— Это ты? — шепотом, но очень уверенно спросила она.
— Я…
Серый предрассветный сумрак полз по квартире, отовсюду доносился густой храп, пьяное чумное бормотание, кто-то громко свистел носом. В полутьме коридора она разводила руками, искала меня, будто плыла, будто в стоячей темной воде хотела ухватиться за меня, как за край пристани. Шагнул к ней навстречу, прижал к себе и ощутил под пальцами мягкую упругость ее груди, которая показалась мне огромным персиком, завернутым и шелковую бумагу ее пеньюара.
В Москве продавали тогда апельсины и персики из Израиля, еще не скурвившегося в сионизме окончательно. Каждый плод был завернут в тонкую папиросную бумагу. Еврейские штучки, женские хитрости.
— Чего ты смеешься? — шепнула она.
— Мне хорошо, — еле шевельнул я губами. Не мог же я, в самом деле, сказать, что решил ее трахнуть назло Миньке именно сегодня, в его юбилейно-триумфальном дому, в день его торжества, которое мы своей пакостностыо окончательно превращали в миф, поругание, насмешку. Я поднял ее на руки и, неслышно ступая босыми ногами, внес в спальню.

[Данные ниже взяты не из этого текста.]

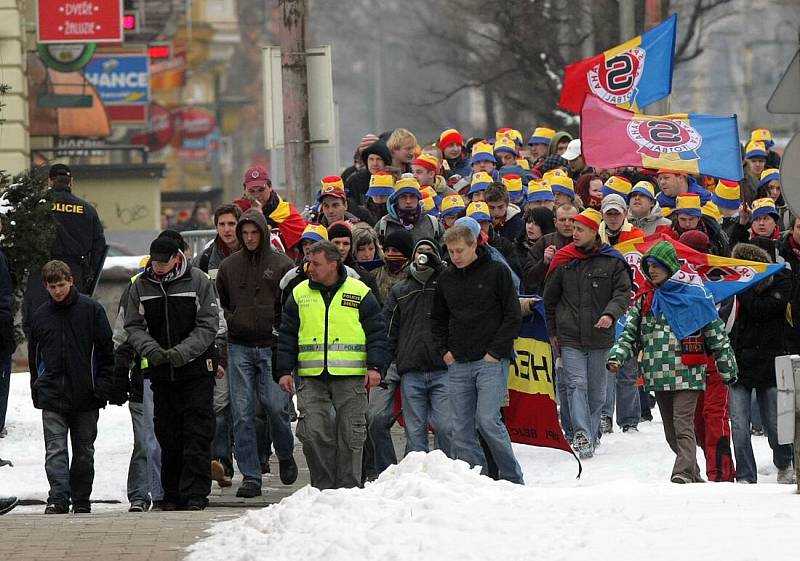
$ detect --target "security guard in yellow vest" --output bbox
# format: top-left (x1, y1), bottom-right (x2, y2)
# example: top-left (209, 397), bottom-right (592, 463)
top-left (275, 241), bottom-right (387, 489)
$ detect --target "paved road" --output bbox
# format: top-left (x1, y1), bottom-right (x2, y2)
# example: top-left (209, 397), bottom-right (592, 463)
top-left (0, 447), bottom-right (308, 561)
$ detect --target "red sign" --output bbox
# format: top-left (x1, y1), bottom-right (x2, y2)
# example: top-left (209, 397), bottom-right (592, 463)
top-left (36, 0), bottom-right (123, 43)
top-left (131, 103), bottom-right (175, 152)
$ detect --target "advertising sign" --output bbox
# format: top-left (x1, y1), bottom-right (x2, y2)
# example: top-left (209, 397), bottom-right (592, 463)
top-left (83, 53), bottom-right (150, 105)
top-left (36, 0), bottom-right (123, 43)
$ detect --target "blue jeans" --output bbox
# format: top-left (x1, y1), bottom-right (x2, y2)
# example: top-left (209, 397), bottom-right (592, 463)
top-left (0, 355), bottom-right (11, 430)
top-left (211, 373), bottom-right (233, 472)
top-left (602, 360), bottom-right (642, 427)
top-left (142, 379), bottom-right (164, 501)
top-left (447, 360), bottom-right (522, 483)
top-left (729, 384), bottom-right (792, 483)
top-left (367, 364), bottom-right (400, 476)
top-left (561, 347), bottom-right (609, 449)
top-left (400, 370), bottom-right (453, 457)
top-left (553, 351), bottom-right (575, 440)
top-left (42, 409), bottom-right (100, 507)
top-left (226, 343), bottom-right (294, 485)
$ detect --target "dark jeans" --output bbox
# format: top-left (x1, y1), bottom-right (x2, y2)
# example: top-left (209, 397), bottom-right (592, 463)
top-left (152, 376), bottom-right (214, 506)
top-left (0, 355), bottom-right (11, 430)
top-left (42, 409), bottom-right (99, 508)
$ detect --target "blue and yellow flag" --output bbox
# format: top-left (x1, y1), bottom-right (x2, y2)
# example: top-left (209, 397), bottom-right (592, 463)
top-left (558, 15), bottom-right (678, 113)
top-left (581, 96), bottom-right (742, 181)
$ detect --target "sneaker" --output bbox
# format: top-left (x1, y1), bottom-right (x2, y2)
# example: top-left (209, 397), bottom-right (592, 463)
top-left (572, 432), bottom-right (594, 460)
top-left (670, 475), bottom-right (692, 485)
top-left (150, 501), bottom-right (178, 512)
top-left (181, 499), bottom-right (207, 511)
top-left (278, 457), bottom-right (297, 485)
top-left (128, 501), bottom-right (150, 512)
top-left (236, 481), bottom-right (261, 499)
top-left (44, 503), bottom-right (69, 514)
top-left (0, 497), bottom-right (19, 515)
top-left (778, 465), bottom-right (797, 485)
top-left (211, 460), bottom-right (233, 487)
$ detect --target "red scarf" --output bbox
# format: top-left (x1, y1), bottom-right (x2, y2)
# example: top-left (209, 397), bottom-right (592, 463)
top-left (789, 234), bottom-right (800, 259)
top-left (750, 224), bottom-right (781, 240)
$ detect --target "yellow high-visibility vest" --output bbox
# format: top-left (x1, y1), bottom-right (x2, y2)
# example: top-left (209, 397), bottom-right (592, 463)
top-left (292, 277), bottom-right (369, 376)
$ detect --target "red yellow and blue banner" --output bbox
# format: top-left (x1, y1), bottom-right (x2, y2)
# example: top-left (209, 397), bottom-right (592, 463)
top-left (503, 302), bottom-right (580, 468)
top-left (614, 234), bottom-right (784, 304)
top-left (558, 15), bottom-right (678, 113)
top-left (581, 96), bottom-right (742, 181)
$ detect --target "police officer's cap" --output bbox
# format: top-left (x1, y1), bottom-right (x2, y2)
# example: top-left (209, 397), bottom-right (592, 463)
top-left (50, 164), bottom-right (72, 179)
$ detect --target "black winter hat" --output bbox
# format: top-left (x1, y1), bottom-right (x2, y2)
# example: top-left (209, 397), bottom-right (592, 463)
top-left (328, 221), bottom-right (353, 242)
top-left (158, 230), bottom-right (189, 251)
top-left (150, 236), bottom-right (178, 263)
top-left (383, 230), bottom-right (414, 259)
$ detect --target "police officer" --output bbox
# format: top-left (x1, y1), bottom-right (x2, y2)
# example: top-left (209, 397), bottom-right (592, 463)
top-left (48, 164), bottom-right (106, 294)
top-left (23, 164), bottom-right (106, 333)
top-left (275, 241), bottom-right (387, 489)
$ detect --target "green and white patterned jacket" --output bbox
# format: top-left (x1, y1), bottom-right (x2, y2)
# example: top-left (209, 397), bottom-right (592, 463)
top-left (608, 298), bottom-right (738, 392)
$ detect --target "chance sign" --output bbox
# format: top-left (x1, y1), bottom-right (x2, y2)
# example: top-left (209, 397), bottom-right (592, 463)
top-left (83, 54), bottom-right (150, 105)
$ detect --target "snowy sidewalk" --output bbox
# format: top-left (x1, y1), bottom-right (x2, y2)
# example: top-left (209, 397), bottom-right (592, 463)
top-left (0, 508), bottom-right (243, 561)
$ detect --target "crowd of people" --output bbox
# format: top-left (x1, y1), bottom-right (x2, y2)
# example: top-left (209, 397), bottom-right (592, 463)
top-left (0, 123), bottom-right (800, 513)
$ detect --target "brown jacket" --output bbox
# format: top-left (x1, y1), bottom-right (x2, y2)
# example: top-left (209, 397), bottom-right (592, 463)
top-left (522, 231), bottom-right (572, 294)
top-left (217, 209), bottom-right (294, 347)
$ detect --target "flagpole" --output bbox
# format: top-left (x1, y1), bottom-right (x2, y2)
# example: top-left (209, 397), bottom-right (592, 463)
top-left (642, 0), bottom-right (672, 115)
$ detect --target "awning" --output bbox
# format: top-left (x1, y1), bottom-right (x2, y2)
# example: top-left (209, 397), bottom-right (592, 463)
top-left (27, 53), bottom-right (111, 138)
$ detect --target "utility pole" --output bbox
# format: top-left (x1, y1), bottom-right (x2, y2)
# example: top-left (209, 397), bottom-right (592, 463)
top-left (278, 0), bottom-right (313, 205)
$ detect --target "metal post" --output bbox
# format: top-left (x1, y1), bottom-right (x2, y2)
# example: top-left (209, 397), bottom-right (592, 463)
top-left (278, 0), bottom-right (313, 205)
top-left (619, 0), bottom-right (636, 43)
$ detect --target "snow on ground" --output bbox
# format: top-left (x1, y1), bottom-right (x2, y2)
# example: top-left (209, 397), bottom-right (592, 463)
top-left (0, 372), bottom-right (133, 512)
top-left (0, 368), bottom-right (800, 561)
top-left (187, 448), bottom-right (800, 561)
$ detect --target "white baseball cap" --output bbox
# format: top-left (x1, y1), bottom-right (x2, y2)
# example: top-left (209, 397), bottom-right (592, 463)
top-left (561, 138), bottom-right (581, 162)
top-left (600, 193), bottom-right (628, 214)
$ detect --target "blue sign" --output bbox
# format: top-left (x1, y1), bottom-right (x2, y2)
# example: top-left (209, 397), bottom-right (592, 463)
top-left (83, 53), bottom-right (150, 105)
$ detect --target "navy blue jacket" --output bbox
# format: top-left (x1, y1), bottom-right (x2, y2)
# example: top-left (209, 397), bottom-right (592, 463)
top-left (28, 287), bottom-right (114, 413)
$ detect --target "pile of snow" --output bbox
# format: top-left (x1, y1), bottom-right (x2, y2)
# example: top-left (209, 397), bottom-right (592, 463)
top-left (0, 372), bottom-right (133, 513)
top-left (187, 452), bottom-right (800, 561)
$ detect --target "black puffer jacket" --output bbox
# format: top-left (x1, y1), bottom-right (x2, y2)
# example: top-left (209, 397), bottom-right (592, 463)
top-left (125, 254), bottom-right (224, 382)
top-left (544, 245), bottom-right (631, 350)
top-left (731, 243), bottom-right (792, 388)
top-left (386, 242), bottom-right (447, 374)
top-left (28, 287), bottom-right (114, 413)
top-left (431, 246), bottom-right (521, 362)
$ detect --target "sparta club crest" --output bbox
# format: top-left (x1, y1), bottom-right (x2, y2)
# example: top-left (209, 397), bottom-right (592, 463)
top-left (586, 47), bottom-right (645, 105)
top-left (627, 119), bottom-right (703, 159)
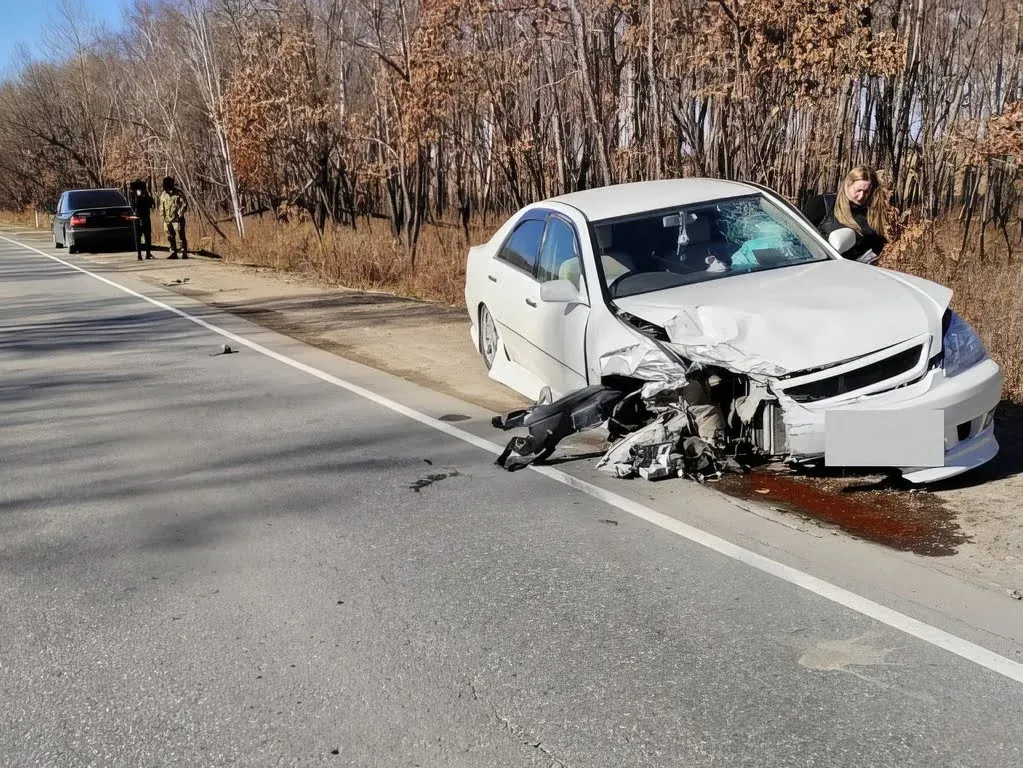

Крепко держась за мою шею, она шептала:
— Не здесь… не здесь…
А я, сильно пьяный и от этого еще более злой, упрямо мотал головой — здесь, только здесь, и, пока я аккуратно раскладывал ее, похоть и блядский задор победили последние крупицы разума и в ней. Она даже застонала тихонько от предчувствия неповторимого наслаждения — отпустить приятелю рядом со спящим мужем, который, проснись хоть на миг, наверняка застрелил бы нас обоих.
Вот она — настоящая русская рулетка. Пустой барабан — с одним патроном и одним пистоном. Сладость окончательной тьмы. Черт побери, какие же у меня были нервы! Оттрахать медведицу в берлоге рядом с ее спящим зверюгой!
Белые лучи вздыбившихся ног, этот разрывающий сердце распах единственной, главной тайны бытия! Черный мохнатый тепло-влажный тюльпан ее естества! Розовая, алая его глубина! Волшебный муар складок!.. Губы ее были закушены, а наглые глаза смеялись. И когда я вошел в нее до упора, она зажмурилась, сладко и глухо замычала, и, видно, ее наслаждение вызвало в любящей душе Миньки резонанс счастья, потому что он тоже застонал, заворочался, тяжело перекатился с брюха на спину, быстро зашлепал губами, что-то бормотнул со сна. Мы замерли, и она, больно вцепившись мне в грудь, широко раскрыла блудливые глазенки, в которых метались страх и смятение.
Я приподнялся над ней и слегка извернулся, чтобы в тот момент, когда мой бдительный органист разлепит вежды, дать ему изо всех сил по тыкве. Хоть на время — пока он не очнется от моей плюхи перекрыть ему шнифты. Потом, с похмелья, пусть разбирается — Цыбикова всегда докажет ему в громком скандале, что он, свинья пьяная, с койки брякнулся. Я поднял руку, и кулак мой натек тяжестью, как кистень. Но Минька глубоко вздохнул, почмокал и оглушительно пустил ветры. И успокоился. Все! Аут!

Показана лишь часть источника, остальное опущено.